Avril played 11 snaps against Indianapolis on Oct. 1 before quarterback Jacoby Brissett kicked him under the chin and jolted his previously concussed head back, while Avril pursued him in the first quarter. He did not return to that game. He hasn’t played or practiced since.
Earlier this month, Carroll said at team headquarters: “We are just going to take care of him, and make sure that he’s well, and if he wants to come back, and we want to bring him back, we’ll let you know when we know.
“But right now we don’t.”
The part about “if he wants to come back...” stands out most as a cold reminder how suddenly careers in the NFL can flourish--and can end.
Avril is 31. He’s coming off a career year: 11 1/2 sacks in 2016, earning his first Pro Bowl selection. He’s made $25 million the last four seasons including this one, part of the four-year, $28.5 million extension he signed in 2014. His deal has one year and $7 million remaining on it after this season. None of that 2018 money is guaranteed.
He has far more going for him than just football. He and his wife Dantia have two young sons, Xavier and Xander. He and his Cliff Avril Family Foundation have held charity events such as backpack and school-supply giveaways to kids to raise awareness for childhood diabetes. He has donated money for each of his 14 1/2 sacks over the last 21 games to build homes in impoverished Haiti. Avril has visited the island nation to do some of the building. His father emigrated from Haiti in 1982, four years before Avril was born. Avril visited the Caribbean nation as a kid every summer to see his grandmother.

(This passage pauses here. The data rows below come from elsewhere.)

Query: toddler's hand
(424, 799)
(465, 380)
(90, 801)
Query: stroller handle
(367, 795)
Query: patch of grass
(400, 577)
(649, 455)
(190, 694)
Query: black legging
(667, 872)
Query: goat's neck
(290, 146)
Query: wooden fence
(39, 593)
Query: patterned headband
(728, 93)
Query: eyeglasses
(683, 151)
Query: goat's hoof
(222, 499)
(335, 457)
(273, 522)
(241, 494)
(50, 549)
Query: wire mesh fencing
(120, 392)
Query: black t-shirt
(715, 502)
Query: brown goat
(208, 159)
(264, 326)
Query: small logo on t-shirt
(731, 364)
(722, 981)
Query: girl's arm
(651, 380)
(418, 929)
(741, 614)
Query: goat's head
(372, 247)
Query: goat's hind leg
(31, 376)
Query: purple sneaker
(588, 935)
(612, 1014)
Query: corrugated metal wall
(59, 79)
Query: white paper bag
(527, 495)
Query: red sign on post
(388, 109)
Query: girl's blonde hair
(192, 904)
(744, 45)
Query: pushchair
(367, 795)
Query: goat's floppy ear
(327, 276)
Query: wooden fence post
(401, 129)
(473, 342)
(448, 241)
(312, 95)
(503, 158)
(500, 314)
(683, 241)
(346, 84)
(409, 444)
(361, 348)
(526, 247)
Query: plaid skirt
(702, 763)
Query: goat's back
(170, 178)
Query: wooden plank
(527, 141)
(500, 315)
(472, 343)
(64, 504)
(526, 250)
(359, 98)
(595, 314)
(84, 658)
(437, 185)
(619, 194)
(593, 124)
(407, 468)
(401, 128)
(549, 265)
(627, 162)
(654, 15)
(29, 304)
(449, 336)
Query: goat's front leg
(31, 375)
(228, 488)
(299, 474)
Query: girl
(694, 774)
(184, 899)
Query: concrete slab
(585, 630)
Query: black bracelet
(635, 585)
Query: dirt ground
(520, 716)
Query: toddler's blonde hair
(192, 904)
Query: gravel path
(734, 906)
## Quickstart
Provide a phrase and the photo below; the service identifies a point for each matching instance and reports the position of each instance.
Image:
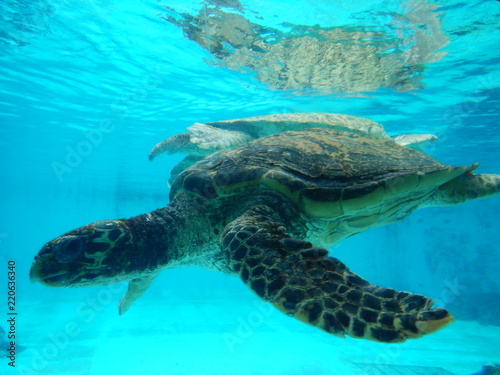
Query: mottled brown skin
(265, 211)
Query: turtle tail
(302, 281)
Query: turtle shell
(260, 126)
(327, 173)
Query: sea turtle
(203, 139)
(266, 211)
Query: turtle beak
(43, 270)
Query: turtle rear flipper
(136, 288)
(303, 282)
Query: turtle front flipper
(179, 143)
(415, 141)
(302, 281)
(136, 288)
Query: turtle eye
(68, 249)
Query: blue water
(88, 88)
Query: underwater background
(87, 88)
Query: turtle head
(95, 254)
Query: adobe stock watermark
(120, 110)
(247, 325)
(56, 343)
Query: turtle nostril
(68, 249)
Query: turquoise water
(88, 88)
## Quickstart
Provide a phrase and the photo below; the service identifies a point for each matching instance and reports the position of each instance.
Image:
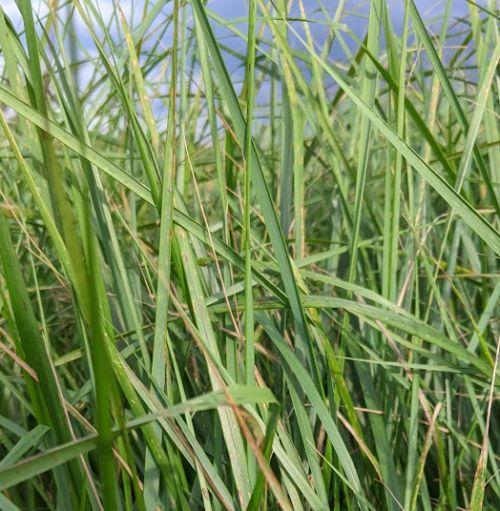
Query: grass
(251, 264)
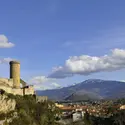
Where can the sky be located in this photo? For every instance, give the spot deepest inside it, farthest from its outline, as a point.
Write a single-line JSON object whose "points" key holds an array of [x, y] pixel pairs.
{"points": [[62, 42]]}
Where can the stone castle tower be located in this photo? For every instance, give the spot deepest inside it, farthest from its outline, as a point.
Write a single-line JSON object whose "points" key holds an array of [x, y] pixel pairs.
{"points": [[13, 84], [15, 73]]}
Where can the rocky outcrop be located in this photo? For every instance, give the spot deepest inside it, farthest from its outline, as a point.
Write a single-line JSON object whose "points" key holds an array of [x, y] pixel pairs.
{"points": [[6, 104]]}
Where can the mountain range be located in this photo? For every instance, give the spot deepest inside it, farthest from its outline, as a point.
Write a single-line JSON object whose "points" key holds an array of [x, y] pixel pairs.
{"points": [[89, 89]]}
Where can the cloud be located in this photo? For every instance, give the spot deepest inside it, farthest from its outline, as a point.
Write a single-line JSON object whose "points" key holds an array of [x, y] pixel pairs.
{"points": [[86, 65], [44, 83], [5, 60], [4, 43]]}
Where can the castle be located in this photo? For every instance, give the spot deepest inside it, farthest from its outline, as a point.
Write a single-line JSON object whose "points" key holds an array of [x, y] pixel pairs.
{"points": [[15, 85]]}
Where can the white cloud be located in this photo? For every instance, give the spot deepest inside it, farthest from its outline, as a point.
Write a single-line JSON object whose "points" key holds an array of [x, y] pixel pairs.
{"points": [[44, 83], [4, 43], [5, 60], [86, 65]]}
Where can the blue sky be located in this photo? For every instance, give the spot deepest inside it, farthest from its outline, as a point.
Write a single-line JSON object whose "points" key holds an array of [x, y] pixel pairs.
{"points": [[45, 33]]}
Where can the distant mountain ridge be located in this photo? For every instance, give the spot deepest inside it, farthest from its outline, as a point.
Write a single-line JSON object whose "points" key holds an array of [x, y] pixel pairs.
{"points": [[88, 89]]}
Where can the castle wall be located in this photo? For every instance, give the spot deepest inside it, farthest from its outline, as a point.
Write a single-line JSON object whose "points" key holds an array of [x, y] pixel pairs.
{"points": [[15, 73], [16, 91], [5, 81], [6, 88]]}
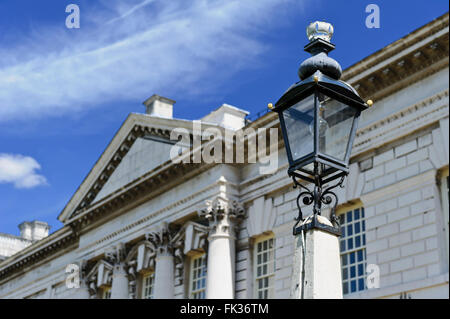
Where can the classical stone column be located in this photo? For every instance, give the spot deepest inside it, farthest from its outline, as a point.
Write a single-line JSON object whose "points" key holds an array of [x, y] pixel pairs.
{"points": [[222, 216], [317, 269], [164, 262], [119, 288]]}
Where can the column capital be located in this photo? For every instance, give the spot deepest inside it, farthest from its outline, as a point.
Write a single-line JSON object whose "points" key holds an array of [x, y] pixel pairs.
{"points": [[116, 254], [162, 240], [223, 215]]}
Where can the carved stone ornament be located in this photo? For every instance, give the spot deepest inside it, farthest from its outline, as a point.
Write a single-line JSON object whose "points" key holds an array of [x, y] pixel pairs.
{"points": [[222, 215]]}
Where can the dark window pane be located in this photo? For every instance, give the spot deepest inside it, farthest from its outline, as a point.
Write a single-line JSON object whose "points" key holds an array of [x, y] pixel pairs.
{"points": [[352, 271], [360, 255], [349, 216], [352, 258], [353, 286], [357, 214], [361, 284], [350, 243], [357, 228], [357, 241], [360, 269], [344, 260]]}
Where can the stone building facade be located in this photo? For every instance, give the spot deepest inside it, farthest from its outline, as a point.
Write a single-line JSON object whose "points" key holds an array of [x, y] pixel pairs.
{"points": [[142, 226]]}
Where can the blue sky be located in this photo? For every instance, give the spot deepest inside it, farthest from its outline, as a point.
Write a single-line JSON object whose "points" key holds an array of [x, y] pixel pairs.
{"points": [[65, 92]]}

Most of all, I realized Avril wasn’t about football above all else in his reaction to being pulled out of Super Bowl 49 in February 2015, because of a concussion. He got that in the third quarter of a championship game he and teammate Michael Bennett were dominating.
In his foggy state that day against Tom Brady and the New England Patriots, Avril saw a bigger picture. He said he thought of his wife and family. Their second son, Xander, was born later that year after that Super Bowl.
"Of course I wish I could have played out there. But my health is more important," Avril said in November. "I think the docs did a great, a good job in that they felt I couldn’t go back out there.
"They ask you all these different things. They ask you days of the week. Some of the questions you probably couldn’t answer if you weren’t concussed," Avril joked.
"Yeah, they went through that whole protocol and felt like, yeah, I was out of it. So they made the right call."
Avril did not protest to go back in? Not at all?
"Nope," he said. "That’s not something you want to play with.
"I mean, the game is changing, obviously, as far as this whole concussion thing. I feel like the more we get to know about how bad the situation may be in the long run, I feel like as a player, as a professional, as a person – as a father – you should do the right thing, even though you want to keep playing.
"If they feel like you can’t, you shouldn’t."
He may be learning now that he can’t keep playing. More to the point, that he shouldn’t.